Sunday, September 9, 2012

9-9-2012


I’ve always taken the availability of electricity for granted.  I’ve never lived in a place where we lost power for any length of time, so I guess I’ve lived a charmed life.  I’ve also never been bitten by a snake, but I don’t think those two are connected.  Before we moved up here, I read about villages whose power was disrupted constantly.  Until this fall, we continued to be lucky.

We had a few outages prior to this fall, but nothing too bad.  Maybe a few hours at a time, but then it was back on, just in time for us to watch yet another reality show about Alaska.  But this year has been brutal.  

This is an uluaq, or ulu in English. It is a Yup'ik
knife used for cutting up meat and such.

Our village, like most villages in rural Alaska, gets power from diesel generators located in the village.  There is usually more than one generator, just in case one fails.  This fall, we would have 3-4 power outages a day, usually only lasting between 15 mins to an hour.  Which is not a big deal unless you have a classroom where technology is used.  I happen to have one of those classrooms.  So it has been a constant struggle to reboot computers while students are acting like it is the apocalypse.  Even though it would be the tenth time it had happened that week.  Drama kings and queens.  It does get pretty dark in the classroom during this, so there’s not a lot we can get done during this time, except for me to talk about the apocalypse.  (They frighten easily.)

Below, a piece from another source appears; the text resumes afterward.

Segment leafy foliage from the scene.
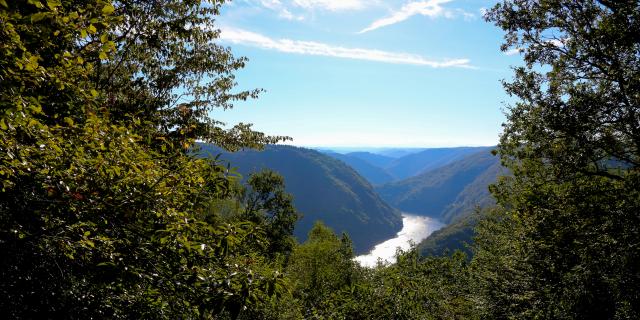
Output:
[476,0,640,319]
[0,0,288,318]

But, it looks like the problem has been solved.  On our way to work yesterday, we talked with a man who was waiting to go to the airstrip.  He said he was here to work on the generators and thinks he had the problem fixed. He said words like “air in the fuel line” and “breaker’.  I swear he even said “salami pudding”.  I don’t know because I’m not mechanically inclined. I was born without the Mr. Goodwrench gene.  I don’t know how to work on a car and never had the desire to. Some people find that odd or even offensive that a man doesn't know how to fix his own car when it breaks down. I ignore them and go back to my specific skill set: eating and updating my moth collection.  (Not at the same time, that would be ridiculous.)  So far, we’ve yet to have a  power outage since seeing the stranger, so I guess it wasn’t an hallucination from breathing moth dust.
Another look at the delta and the mighty Yukon River.
Again, these are Monica's photos. This shows why it
is so difficult to get from one place to another.

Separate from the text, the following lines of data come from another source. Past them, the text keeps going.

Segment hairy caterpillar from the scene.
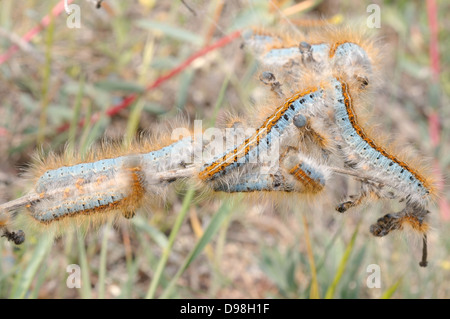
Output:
[246,25,436,266]
[0,28,435,266]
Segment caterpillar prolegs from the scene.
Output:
[0,28,436,265]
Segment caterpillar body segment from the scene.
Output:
[199,86,323,180]
[333,78,434,206]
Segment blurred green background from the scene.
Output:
[0,0,450,298]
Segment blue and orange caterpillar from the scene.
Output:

We are getting into our groove at school.  The students remembered that they don’t like doing school work and their teacher remembered that he doesn’t like writing lesson plans on Saturdays.  But even with the larger class, we’re making it work.  One 5th grader told me he missed me this summer.  I asked him how he’s going to feel next year when he moves up the the middle school.  He said, “Sad”.  Then his face lit up and he said, “I’ll have a locker!”.  So it seems I will be easily replaced by lockers.  

With the power fixed it looks like football season will be enjoyable.  Last week the power went out during the last few minutes of a close game, so I wasn’t looking forward to a whole season of that.  We now can go back to the charmed life of continuous electricity and snake-bite free living. Until the next big storm and they have to string together paperclips as a makeshift power line.